In 2014, a rare fungus, Clavulinopsis cinereoides, was discovered in Scotland for the first time growing on the lawn at Craiglockhart.  For further information on this exciting find see: http://stv.tv/news/east-central/260067-new-fungus-brought-to-craiglockhart-military-hospital-by-soldiers/

 

The Senior Psychologist at Craiglockhart War Hospital was the celebrated Dr William Halse Rivers Rivers.

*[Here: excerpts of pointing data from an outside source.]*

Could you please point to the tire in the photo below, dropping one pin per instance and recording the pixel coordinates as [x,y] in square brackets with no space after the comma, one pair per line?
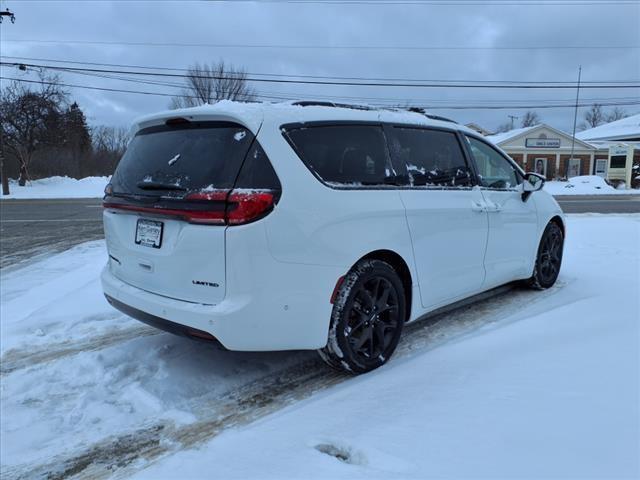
[548,258]
[367,318]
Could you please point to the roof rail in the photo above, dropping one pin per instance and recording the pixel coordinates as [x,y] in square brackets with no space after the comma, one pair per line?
[316,103]
[429,115]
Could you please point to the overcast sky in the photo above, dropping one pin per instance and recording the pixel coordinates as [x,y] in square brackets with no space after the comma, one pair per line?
[259,31]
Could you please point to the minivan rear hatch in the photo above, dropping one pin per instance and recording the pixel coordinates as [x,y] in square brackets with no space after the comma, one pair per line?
[165,207]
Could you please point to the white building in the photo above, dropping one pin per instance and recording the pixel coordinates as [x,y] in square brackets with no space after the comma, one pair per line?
[547,150]
[611,150]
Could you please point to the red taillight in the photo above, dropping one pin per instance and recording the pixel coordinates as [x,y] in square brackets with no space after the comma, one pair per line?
[243,207]
[234,207]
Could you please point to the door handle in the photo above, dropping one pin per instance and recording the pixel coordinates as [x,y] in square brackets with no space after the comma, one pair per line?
[478,207]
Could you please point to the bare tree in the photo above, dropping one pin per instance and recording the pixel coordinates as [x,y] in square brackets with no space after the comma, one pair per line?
[617,114]
[530,119]
[503,127]
[593,117]
[212,83]
[31,119]
[110,139]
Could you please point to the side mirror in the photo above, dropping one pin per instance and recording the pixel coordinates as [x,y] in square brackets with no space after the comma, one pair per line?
[532,183]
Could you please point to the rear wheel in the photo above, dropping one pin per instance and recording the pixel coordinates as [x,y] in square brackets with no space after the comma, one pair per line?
[549,258]
[367,318]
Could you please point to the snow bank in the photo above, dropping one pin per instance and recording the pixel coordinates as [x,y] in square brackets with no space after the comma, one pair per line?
[547,387]
[550,392]
[59,187]
[585,185]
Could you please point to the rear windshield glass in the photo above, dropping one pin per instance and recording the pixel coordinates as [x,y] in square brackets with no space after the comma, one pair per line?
[347,155]
[173,159]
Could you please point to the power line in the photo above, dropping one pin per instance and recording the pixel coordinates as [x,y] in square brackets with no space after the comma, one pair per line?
[443,2]
[440,107]
[321,82]
[331,77]
[394,100]
[325,47]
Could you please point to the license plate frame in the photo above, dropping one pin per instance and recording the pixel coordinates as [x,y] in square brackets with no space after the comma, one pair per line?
[150,235]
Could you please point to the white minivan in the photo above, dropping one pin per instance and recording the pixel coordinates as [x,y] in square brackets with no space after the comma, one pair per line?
[316,226]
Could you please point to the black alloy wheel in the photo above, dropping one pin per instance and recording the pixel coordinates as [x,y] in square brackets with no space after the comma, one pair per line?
[367,318]
[549,259]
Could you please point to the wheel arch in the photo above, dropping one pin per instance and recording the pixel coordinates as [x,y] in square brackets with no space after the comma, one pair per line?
[558,221]
[402,269]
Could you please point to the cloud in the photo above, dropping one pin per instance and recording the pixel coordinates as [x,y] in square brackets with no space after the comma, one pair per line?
[340,24]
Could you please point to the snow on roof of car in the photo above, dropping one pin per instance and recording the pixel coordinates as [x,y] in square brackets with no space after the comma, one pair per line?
[628,127]
[252,114]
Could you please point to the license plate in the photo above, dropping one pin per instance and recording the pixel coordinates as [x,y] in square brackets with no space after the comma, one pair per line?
[149,233]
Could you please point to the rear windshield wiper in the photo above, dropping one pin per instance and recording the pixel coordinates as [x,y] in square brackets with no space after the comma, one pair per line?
[159,186]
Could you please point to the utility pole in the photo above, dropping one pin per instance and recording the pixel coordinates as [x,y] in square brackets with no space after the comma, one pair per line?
[575,119]
[5,179]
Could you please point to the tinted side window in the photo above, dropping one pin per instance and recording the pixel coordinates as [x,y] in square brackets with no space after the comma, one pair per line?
[353,155]
[431,157]
[256,171]
[494,170]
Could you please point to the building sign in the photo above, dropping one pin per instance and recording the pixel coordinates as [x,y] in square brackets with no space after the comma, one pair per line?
[542,143]
[620,163]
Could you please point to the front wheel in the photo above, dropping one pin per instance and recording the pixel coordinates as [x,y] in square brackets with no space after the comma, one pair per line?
[549,258]
[367,318]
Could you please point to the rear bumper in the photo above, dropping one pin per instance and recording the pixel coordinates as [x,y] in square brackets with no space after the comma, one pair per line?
[160,323]
[294,318]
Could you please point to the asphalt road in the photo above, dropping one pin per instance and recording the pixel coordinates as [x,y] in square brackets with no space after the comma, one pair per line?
[31,228]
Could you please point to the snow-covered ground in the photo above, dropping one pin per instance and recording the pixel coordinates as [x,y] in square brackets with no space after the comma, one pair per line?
[585,185]
[59,187]
[523,384]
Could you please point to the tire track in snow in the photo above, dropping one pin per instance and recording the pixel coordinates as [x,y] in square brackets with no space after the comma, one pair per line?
[18,359]
[134,450]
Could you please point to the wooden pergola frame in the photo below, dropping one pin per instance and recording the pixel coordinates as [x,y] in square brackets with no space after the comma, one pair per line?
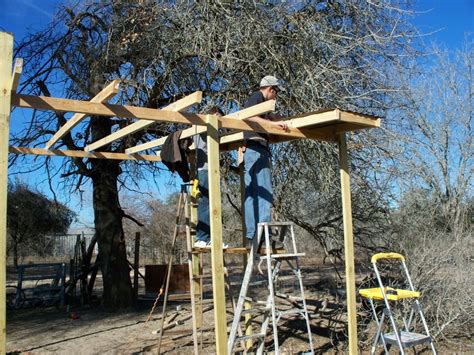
[329,126]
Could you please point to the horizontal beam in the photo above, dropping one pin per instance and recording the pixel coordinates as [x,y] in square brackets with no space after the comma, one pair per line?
[260,109]
[82,154]
[179,105]
[107,93]
[17,70]
[102,109]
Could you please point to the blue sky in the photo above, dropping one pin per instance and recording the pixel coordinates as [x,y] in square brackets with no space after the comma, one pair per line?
[449,19]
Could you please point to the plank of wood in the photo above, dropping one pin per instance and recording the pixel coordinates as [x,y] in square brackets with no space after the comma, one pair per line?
[102,109]
[217,256]
[348,244]
[179,105]
[107,93]
[6,58]
[82,154]
[264,107]
[17,70]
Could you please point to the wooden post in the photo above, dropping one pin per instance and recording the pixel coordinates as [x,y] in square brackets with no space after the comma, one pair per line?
[136,265]
[6,57]
[247,304]
[217,255]
[348,244]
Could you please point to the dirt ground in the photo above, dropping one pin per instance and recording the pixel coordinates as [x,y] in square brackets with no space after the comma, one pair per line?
[90,330]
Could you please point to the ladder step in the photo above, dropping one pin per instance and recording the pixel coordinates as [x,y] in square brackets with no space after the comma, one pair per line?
[255,310]
[289,297]
[408,339]
[284,256]
[251,336]
[291,311]
[203,302]
[276,224]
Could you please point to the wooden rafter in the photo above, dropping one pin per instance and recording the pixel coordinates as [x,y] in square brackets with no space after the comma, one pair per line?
[82,154]
[179,105]
[107,93]
[260,109]
[103,109]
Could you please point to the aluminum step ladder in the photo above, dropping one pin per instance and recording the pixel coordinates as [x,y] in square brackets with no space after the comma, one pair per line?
[401,338]
[268,308]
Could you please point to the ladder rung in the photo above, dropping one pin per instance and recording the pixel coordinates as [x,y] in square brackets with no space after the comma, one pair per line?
[206,301]
[408,339]
[291,311]
[251,336]
[277,223]
[284,256]
[289,297]
[255,310]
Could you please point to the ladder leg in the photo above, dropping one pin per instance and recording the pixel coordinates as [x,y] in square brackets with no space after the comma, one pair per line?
[305,309]
[189,244]
[243,290]
[179,215]
[268,250]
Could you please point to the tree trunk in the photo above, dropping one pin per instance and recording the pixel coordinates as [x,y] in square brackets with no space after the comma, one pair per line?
[15,253]
[110,237]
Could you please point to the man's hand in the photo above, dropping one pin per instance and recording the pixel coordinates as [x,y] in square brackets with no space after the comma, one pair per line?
[282,124]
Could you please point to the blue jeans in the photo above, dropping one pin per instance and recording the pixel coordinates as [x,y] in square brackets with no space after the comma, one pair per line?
[203,229]
[258,187]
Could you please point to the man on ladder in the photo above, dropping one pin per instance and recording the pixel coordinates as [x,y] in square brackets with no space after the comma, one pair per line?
[257,206]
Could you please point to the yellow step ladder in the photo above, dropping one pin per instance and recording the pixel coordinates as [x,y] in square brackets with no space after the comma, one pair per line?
[389,295]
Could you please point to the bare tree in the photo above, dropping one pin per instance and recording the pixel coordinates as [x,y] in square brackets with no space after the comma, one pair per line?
[30,217]
[330,54]
[432,165]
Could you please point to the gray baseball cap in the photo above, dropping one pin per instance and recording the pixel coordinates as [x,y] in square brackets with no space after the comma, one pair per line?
[270,80]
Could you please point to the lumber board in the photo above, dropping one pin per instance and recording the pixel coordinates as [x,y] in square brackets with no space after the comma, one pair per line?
[107,93]
[6,58]
[179,105]
[348,244]
[217,256]
[82,154]
[104,109]
[17,70]
[260,109]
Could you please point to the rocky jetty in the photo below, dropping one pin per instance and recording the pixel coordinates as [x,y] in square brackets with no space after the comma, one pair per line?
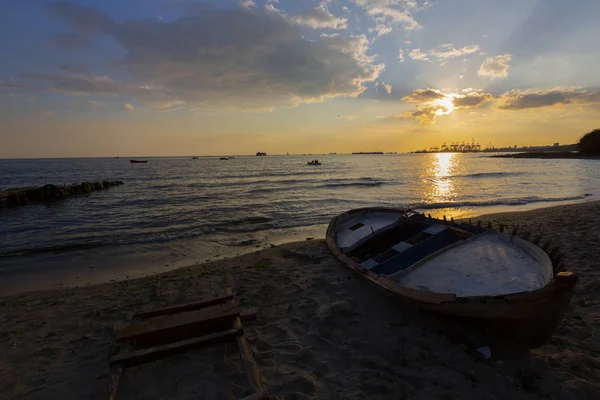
[23,196]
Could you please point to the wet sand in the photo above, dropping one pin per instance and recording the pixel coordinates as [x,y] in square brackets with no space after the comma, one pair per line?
[322,332]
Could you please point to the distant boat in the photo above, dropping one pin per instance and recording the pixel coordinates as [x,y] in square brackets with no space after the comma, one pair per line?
[465,271]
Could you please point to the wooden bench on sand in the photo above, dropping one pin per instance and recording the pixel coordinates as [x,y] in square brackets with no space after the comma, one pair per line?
[161,333]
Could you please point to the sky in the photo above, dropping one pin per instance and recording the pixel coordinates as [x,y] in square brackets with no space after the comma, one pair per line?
[93,78]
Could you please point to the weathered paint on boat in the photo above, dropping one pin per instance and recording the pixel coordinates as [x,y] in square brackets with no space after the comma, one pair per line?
[530,316]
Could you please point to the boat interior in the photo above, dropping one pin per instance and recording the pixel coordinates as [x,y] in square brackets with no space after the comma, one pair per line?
[431,255]
[402,243]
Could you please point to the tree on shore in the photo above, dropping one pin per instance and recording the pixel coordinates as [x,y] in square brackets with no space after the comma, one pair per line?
[590,142]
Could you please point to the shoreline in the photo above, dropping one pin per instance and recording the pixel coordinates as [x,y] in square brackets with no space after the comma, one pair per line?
[550,155]
[87,267]
[310,338]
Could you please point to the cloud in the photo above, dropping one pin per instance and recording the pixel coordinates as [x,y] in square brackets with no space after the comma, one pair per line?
[199,61]
[443,52]
[424,96]
[320,18]
[417,54]
[432,103]
[248,3]
[387,13]
[495,67]
[471,100]
[388,88]
[452,52]
[534,98]
[425,115]
[98,104]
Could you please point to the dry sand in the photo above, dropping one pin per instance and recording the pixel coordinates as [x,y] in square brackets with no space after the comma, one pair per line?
[322,332]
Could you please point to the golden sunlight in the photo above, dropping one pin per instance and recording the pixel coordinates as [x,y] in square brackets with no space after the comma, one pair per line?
[441,168]
[447,105]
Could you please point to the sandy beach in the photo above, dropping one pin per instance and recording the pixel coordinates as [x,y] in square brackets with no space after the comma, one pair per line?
[321,332]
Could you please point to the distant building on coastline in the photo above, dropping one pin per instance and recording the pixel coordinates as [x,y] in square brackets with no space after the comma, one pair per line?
[454,147]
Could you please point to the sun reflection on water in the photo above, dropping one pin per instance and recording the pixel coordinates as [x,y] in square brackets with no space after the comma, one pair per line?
[441,171]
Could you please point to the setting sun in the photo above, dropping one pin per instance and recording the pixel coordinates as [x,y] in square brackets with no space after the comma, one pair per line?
[446,103]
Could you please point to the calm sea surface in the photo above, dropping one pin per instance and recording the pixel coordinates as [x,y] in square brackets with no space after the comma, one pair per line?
[213,200]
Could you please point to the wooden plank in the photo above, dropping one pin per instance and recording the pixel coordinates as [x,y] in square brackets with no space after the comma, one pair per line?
[156,353]
[116,375]
[183,307]
[177,326]
[256,396]
[250,367]
[416,295]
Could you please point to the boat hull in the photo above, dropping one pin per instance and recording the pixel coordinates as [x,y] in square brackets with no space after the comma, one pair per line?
[529,317]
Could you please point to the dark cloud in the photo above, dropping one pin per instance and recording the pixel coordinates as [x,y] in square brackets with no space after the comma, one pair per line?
[71,41]
[85,19]
[535,98]
[221,58]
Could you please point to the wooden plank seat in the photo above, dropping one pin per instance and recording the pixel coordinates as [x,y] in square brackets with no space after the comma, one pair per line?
[167,331]
[142,356]
[181,326]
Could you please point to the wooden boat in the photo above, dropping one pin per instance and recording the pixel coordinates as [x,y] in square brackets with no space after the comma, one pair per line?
[465,271]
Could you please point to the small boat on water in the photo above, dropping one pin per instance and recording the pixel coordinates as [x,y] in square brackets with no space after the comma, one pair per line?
[465,271]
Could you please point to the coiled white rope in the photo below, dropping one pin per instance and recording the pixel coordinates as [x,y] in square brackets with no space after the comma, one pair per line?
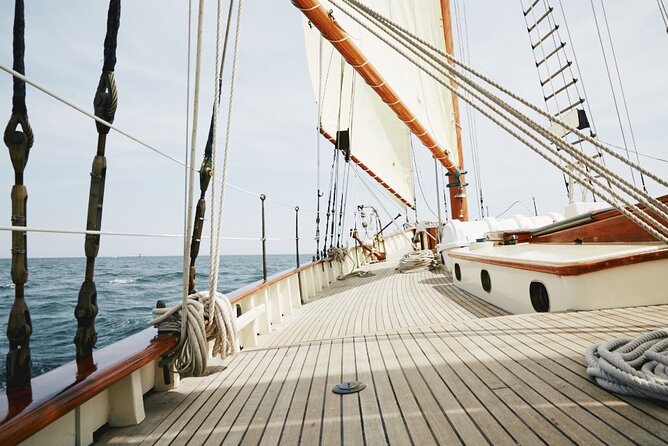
[637,367]
[338,254]
[418,260]
[191,357]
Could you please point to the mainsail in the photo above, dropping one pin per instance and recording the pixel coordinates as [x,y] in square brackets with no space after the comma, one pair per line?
[379,140]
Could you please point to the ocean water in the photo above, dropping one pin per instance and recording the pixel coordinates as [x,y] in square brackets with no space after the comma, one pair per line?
[127,290]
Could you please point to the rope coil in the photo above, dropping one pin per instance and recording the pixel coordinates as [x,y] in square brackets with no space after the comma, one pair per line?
[190,357]
[417,261]
[636,367]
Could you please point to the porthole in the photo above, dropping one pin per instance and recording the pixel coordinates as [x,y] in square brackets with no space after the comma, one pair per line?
[485,281]
[458,272]
[540,300]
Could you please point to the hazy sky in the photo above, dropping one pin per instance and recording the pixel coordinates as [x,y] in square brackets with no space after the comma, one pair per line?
[274,119]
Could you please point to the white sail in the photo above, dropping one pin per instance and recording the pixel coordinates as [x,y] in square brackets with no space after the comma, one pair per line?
[378,138]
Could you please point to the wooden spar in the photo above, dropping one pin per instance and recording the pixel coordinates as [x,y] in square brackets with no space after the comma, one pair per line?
[458,205]
[370,172]
[331,31]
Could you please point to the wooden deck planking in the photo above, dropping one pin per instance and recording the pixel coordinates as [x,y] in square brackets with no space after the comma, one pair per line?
[388,300]
[441,367]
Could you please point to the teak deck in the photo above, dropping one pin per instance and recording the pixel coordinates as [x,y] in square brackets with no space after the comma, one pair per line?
[441,367]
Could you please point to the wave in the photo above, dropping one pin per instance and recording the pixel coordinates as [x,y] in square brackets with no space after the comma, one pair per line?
[121,281]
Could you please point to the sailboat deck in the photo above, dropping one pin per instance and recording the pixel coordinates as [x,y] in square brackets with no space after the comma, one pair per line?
[441,367]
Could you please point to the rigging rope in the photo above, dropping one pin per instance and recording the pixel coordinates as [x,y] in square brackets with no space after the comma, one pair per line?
[623,94]
[434,58]
[190,174]
[470,114]
[612,87]
[437,57]
[205,171]
[664,13]
[417,261]
[208,314]
[120,131]
[191,358]
[637,367]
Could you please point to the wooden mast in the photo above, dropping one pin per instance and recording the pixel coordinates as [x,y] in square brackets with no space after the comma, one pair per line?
[458,205]
[331,31]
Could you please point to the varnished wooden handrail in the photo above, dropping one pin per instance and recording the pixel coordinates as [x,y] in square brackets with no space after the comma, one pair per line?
[55,393]
[570,269]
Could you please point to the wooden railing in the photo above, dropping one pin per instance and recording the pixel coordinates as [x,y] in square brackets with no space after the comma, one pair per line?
[68,404]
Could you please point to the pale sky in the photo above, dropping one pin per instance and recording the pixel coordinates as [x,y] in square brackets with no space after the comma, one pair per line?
[274,118]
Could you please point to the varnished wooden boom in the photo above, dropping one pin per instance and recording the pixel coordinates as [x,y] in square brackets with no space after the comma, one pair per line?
[331,31]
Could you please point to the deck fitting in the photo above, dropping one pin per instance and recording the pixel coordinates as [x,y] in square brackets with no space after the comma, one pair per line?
[348,387]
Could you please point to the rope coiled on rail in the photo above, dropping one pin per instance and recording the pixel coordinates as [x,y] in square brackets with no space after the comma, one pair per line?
[418,260]
[190,357]
[637,367]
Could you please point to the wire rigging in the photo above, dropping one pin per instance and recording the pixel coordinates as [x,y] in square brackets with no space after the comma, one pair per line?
[612,87]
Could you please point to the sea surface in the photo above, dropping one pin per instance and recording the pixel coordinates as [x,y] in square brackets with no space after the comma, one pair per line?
[127,289]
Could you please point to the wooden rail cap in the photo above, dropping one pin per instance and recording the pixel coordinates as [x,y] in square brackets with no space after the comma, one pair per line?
[54,394]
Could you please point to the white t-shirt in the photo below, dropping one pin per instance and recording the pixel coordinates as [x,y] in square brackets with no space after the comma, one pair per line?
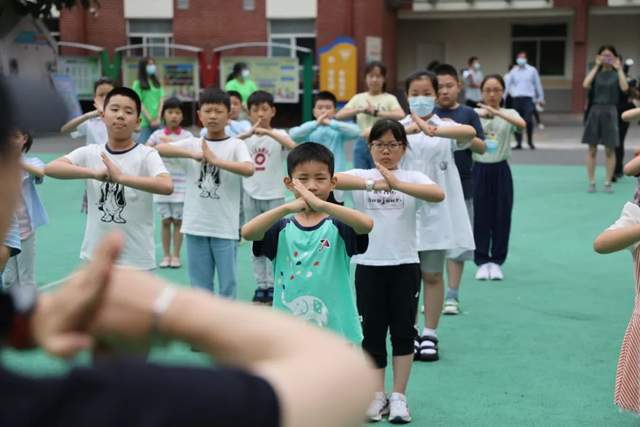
[94,130]
[268,156]
[393,240]
[115,206]
[174,166]
[212,200]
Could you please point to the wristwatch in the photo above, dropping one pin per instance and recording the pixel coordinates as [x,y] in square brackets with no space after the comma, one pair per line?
[368,184]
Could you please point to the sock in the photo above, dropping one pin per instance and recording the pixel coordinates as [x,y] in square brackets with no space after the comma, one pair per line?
[430,332]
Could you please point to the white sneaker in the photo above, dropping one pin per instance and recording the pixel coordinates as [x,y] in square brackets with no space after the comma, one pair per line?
[378,407]
[483,272]
[399,411]
[495,272]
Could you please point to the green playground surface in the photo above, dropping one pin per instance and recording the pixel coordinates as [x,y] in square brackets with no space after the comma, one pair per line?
[538,349]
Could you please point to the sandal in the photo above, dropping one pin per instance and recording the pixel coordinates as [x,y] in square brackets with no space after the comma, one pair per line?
[428,349]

His uncle, James Hunt, had written an important work about the treatment of stammering – could this explain Dr River’s unusual double surname?  After the war the building did not revert to a Hydropathic but was instead acquired by Catholic sisters to become a teacher training college, in which role it served for 64 years until being acquired by Edinburgh Napier University which officially opened there in 1987. Now the poems of Owen and Sassoon have been recorded by “Regeneration” author Pat Barker, Sir Daniel Day-Lewis, Nathaniel Parker, Alan Little and Ian McMillan, and are accompanied by the Wilfred Owen Violin which, made from the branch of a sycamore growing in the grounds, has been dedicated as an instrument of peace.